Şunu her zaman söylerim; Türkiye’de hiçbir yerde deprem olmasa dahi, Çewlîg’de olacak. Bu gerçeklik iki artı ikinin dört etmesiyle eşdeğerdir. Dolayısıyla ikazlarda bulunan bilim insanları ile bir araya geleceğiz. Çewlîg’e davet edeceğiz. Ne yapmamız gerekiyorsa bilimsel yol ve yöntemler kullanarak Çewlîg’i depreme hazır bir kent haline getireceğiz. Her yıl afet bütçesi için kaynak ayıracağız. Şehrimizdeki tüm sivil toplum ve özel şirketlerle protokoller yapacağız. Bakın bir yıl önce Maraş depreminde bir greyder bulmak mucize olarak niteleniyordu. Bir greyderi harekete geçirmek için Ankara’dan telefon bekleniyordu. İşte yaşadığımız bu deneyimle yapacağımız protokollerle olası bir deprem anında her iş makinesi, her türlü ekipman, insan gücü anında sahada olacak şekilde planlanacaktır. Bu kenti imar aflarına, ranta, fırsatçılığa teslim etmeyeceğimizi halkımız bilsin. Biz söz veriyoruz. Halkımızla yöneteceğiz bir kentte her şey halk için olacak, her şey halkla beraber olacak. Çewlîg devrimci bir kültür geleneğinden geliyor ve sistem Çewlîg’de çok yoğunlaştı.
- Dünden bugüne baktığınızda sistemin Çewlîg’e bu kadar yüklenmesini neye bağlıyorsunuz?
Çewlîg’in devrimci bir geleneğin mirasına sahip olması, partiler üstü bir çalışmanın ve planlamanın Çewlîg için özel bir şekilde çalıştığını bizlere göstermektedir. Politik olarak her daim farklılığını ortaya koymuş bir kenttir Çewlîg. 82 Darbe anayasasına en yüksek oranda hayır oyu veren bir kentin bu kararlı duruşu, cesareti, demokrasiye ve barışa olan inancı bizlerin sahip olduğu bir miras ve aynı zamanda yaşatmaya devam edeceği bir görev ve sorumluluktur.

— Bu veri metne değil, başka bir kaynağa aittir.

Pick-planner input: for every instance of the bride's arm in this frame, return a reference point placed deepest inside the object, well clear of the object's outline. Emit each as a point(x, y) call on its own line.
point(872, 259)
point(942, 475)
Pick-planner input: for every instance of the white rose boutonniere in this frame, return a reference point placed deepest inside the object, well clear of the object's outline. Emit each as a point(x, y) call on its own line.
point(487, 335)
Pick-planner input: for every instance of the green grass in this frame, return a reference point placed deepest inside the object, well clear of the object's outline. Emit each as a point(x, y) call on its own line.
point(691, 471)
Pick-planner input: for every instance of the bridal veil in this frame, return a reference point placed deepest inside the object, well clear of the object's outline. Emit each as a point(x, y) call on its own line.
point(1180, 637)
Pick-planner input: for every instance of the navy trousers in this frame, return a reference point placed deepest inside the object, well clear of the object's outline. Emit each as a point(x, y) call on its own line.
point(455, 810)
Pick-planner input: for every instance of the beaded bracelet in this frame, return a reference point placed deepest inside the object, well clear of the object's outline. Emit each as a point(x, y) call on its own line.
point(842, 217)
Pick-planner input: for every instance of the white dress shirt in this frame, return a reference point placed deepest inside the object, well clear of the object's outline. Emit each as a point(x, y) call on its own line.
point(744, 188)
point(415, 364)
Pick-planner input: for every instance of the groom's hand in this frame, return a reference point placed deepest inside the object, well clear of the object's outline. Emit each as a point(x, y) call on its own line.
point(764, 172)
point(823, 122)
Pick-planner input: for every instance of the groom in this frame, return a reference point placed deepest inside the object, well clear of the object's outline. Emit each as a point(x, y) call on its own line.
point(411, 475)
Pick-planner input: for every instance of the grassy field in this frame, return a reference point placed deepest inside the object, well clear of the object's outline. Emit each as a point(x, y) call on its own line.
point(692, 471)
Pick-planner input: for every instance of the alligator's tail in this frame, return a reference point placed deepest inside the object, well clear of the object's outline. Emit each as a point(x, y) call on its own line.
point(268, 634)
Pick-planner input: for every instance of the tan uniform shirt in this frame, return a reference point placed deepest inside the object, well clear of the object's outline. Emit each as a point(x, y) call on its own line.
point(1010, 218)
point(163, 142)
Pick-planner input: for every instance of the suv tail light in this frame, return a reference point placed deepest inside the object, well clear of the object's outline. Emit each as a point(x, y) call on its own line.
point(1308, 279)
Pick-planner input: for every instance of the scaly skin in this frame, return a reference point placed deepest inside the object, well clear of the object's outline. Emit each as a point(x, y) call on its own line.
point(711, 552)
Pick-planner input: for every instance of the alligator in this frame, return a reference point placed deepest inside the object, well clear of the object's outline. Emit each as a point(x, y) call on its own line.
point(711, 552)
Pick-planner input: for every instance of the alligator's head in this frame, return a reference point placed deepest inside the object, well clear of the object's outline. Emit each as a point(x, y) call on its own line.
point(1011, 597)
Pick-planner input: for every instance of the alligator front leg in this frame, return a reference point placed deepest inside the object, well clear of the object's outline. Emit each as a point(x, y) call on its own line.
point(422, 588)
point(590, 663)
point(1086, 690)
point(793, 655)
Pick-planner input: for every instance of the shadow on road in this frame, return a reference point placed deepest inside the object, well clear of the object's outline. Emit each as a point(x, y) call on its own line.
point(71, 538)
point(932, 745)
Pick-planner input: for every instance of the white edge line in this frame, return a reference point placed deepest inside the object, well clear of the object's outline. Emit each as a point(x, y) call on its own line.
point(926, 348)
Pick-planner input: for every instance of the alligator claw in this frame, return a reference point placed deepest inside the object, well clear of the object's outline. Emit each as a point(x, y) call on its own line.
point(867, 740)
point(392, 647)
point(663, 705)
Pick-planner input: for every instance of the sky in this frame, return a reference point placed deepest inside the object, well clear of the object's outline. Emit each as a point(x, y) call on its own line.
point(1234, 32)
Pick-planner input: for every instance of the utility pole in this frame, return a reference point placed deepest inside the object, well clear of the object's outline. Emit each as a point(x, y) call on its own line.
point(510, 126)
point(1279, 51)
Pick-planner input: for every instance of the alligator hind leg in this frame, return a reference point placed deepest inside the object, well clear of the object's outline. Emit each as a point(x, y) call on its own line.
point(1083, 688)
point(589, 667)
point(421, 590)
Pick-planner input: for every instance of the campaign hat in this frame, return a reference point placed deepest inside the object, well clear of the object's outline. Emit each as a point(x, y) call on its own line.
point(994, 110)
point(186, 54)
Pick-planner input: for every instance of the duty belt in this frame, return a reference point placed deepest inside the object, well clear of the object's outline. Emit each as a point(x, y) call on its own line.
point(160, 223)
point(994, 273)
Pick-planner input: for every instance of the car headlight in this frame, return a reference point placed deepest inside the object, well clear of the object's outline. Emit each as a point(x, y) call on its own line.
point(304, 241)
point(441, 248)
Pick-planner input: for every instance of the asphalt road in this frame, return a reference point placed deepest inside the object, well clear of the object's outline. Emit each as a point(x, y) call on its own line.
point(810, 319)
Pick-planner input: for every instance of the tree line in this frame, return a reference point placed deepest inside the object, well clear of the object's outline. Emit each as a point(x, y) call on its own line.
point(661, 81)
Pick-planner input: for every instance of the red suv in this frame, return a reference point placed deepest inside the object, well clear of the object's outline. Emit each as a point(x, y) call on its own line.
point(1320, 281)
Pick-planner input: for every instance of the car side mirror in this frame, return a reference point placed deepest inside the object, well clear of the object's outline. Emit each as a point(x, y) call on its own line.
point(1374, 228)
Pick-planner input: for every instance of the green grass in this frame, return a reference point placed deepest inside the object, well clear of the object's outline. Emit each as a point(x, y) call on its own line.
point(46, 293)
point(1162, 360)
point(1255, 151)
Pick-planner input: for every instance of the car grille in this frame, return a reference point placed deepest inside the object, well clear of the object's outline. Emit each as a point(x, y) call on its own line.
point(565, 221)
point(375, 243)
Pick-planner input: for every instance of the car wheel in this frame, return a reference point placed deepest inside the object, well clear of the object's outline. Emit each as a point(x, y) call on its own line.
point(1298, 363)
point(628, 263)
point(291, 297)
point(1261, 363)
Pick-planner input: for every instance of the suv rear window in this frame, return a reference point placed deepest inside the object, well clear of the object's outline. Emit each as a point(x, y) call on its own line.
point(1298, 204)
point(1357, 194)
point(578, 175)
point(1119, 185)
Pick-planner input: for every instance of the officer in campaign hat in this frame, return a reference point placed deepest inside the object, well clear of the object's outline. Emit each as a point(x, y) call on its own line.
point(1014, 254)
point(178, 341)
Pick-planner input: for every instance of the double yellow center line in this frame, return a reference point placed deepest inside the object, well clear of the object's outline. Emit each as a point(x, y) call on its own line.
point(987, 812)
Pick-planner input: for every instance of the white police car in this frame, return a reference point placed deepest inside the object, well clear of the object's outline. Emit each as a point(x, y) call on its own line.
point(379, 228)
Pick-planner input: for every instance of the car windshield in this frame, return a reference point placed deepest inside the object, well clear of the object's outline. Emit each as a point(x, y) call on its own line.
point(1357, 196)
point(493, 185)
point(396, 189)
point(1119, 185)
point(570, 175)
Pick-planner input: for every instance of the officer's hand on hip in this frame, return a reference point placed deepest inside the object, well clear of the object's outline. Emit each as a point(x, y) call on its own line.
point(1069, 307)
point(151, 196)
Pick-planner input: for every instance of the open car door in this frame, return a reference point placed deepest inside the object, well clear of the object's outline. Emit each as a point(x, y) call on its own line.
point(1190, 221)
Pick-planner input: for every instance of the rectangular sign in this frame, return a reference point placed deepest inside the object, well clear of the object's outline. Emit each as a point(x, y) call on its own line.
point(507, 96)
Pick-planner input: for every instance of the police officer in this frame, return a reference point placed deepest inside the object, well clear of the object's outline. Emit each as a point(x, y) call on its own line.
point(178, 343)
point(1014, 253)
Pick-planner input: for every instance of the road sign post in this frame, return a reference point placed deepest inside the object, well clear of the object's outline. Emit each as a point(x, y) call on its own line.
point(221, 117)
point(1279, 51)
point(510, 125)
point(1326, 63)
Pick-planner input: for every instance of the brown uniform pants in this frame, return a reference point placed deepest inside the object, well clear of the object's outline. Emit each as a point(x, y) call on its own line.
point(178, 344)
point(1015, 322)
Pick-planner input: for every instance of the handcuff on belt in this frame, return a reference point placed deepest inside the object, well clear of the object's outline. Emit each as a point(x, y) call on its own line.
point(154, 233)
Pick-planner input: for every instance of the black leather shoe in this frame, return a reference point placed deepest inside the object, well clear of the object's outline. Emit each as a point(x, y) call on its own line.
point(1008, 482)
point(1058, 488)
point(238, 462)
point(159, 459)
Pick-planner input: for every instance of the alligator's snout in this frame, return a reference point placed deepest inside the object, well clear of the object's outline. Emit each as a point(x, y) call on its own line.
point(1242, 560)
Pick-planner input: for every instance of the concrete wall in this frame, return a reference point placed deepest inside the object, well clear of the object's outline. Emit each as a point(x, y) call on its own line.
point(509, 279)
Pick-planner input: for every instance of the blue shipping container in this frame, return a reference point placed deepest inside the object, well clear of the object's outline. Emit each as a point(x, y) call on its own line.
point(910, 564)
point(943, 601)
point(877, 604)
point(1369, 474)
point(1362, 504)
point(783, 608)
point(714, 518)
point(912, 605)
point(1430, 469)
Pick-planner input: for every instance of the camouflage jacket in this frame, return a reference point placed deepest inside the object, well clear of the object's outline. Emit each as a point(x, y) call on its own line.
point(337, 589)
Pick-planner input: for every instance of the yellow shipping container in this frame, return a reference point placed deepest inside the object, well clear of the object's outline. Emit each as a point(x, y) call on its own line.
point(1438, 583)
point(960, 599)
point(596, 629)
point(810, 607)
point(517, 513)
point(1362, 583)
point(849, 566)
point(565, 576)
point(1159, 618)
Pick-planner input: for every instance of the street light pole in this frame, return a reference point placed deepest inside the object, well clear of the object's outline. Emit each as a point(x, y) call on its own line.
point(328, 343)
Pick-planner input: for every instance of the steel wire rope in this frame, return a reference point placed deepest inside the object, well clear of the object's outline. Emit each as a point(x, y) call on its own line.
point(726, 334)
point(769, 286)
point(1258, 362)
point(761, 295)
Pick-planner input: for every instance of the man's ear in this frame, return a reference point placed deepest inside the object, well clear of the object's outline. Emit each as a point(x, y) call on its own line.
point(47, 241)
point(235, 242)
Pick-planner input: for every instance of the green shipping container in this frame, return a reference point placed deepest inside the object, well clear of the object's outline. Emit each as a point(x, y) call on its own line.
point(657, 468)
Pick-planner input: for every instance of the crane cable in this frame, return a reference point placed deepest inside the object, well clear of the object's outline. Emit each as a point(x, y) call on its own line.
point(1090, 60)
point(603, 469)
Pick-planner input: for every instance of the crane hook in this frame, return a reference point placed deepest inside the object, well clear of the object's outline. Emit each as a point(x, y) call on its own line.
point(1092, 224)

‘Bugün de o sorumluluğu çok ağır bir şekilde taşıyoruz’
AKP, Şeyh Said Efendi’ye hakaret eden, ona soysuz diyenlerle ittifak halinde Çewlîg’de seçime giriyor. Bu cüreti hiç utanmadan, çekinmeden gösterebiliyor. Sadece bu tavır bile Çewlîg halkına hakaret niteliğindedir. İşte sistemin bir seçim uğruna Çewlîg’in hafızasını, devrimci geleneğini, değerlerini nasıl alaşağı edecek hamleler yaptığını bugün çok net bir şekilde görebiliyoruz. Şeyh Said’i seçim özelinde konuşmaktan haya ediyoruz. Ancak sistemin değerlerimiz üzerinden bizlere meydan okuması, Çewlîg halkına meydan okuması söz konusu yoğunlaşmanın ne derecede arttığını bizlere göstermektedir. Çewlîg halkı kendi tarihini, hafızasını yok sayan bu ittifaklara geçit vermeyecektir. Bundan eminiz.
‘Çewlîg’de genç kalmadı’
Çewlîg DEM Parti Belediye Eşbaşkan adayı Çiçek Ariç, seçim yoğunluğundan hasta düşmüş. Onu çok da zorlamak istemiyorum. Kısaca seçime ve Çewlîg’e dair görüşlerini soruyorum. Çewlîg’in birçok sorunu olduğu söylüyor. Bunların en başında işsizlik geldiğini belirtiyor ve artık gençlerin iş bulamadığı için kenti terk ettiğini, yaklaşık 3000 kişinin kenti terk ettiğini söylüyor. Onun dışında ulaşım ve yol sorunu olduğunu söyleyen Ariç, ulaşımda da Çewlîg belediye otobüslerinin olmadığını, özel halk otobüslerinin olduğunu söylüyor. Belediye seçimini kazanırlarsa halkla beraber belediyeyi yöneteceklerini belirtiyor. Kadınların sorunlarını da kadınlarla birlikte konuşarak çözeceklerini söylüyor.